His body, which had been a knot of tension and need, uncurled against mine, his legs tangling with mine, his head finding the hollow of my shoulder, his entire frame reshaping itself to fit against me like a puzzle piece clicking into place.

I felt it happen. The moment his body recognized that the thing it had been calling for had arrived.

A shift, physical and visceral, as tangible as a lock turning.

The heat scent in the room changed. Not diminished.

But settled. Steadied. Like a fire that had been wild and consuming had found its hearth.

Behind me, I heard the door open. Kieran, checking. I didn’t turn around, but I felt his presence in the doorway, and I felt the relief that poured off him like a wave, and I heard him exhale the way Rhys had exhaled in the hallway, a breath held too long finally released.

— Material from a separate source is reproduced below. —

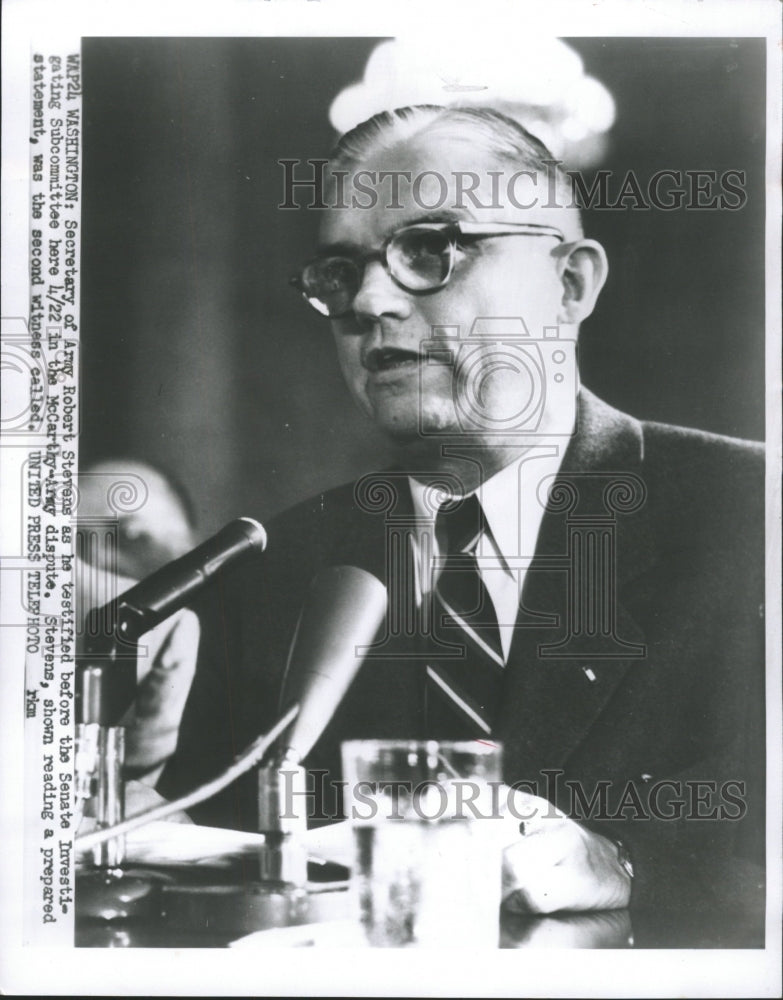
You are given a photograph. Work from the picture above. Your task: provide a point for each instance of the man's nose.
(380, 295)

I held Jonah. I pressed my lips to his forehead, the way I’d done in the nest before, the gesture that had settled something in both of us.

His skin was hot and damp and he smelled like heat and home and mine, and the hum in my chest was singing, all three threads blazing, louder and brighter than they had ever been.

“Stay,” he whispered. The word Kieran had said to me in his bed, the night of our first time. The word I’d said no to.

“I’m staying,” I said. “I’m right here.”

His body went heavy against mine. The trembling stopped.

His breathing evened. And I lay in the nest holding an omega who had called across the biological divide for a beta, who had reached through four days of heat and three bonded alphas and every piece of conventional wisdom to find me, and I thought: this is what enough feels like.

Not invisible. Not overlooked. Not the afterthought or the backup or the beta who didn’t belong.

Essential.

I closed my eyes. The heat of his body against mine. The amber glow of the fairy lights. The hum singing in my chest like a choir.

I was exactly where I was supposed to be.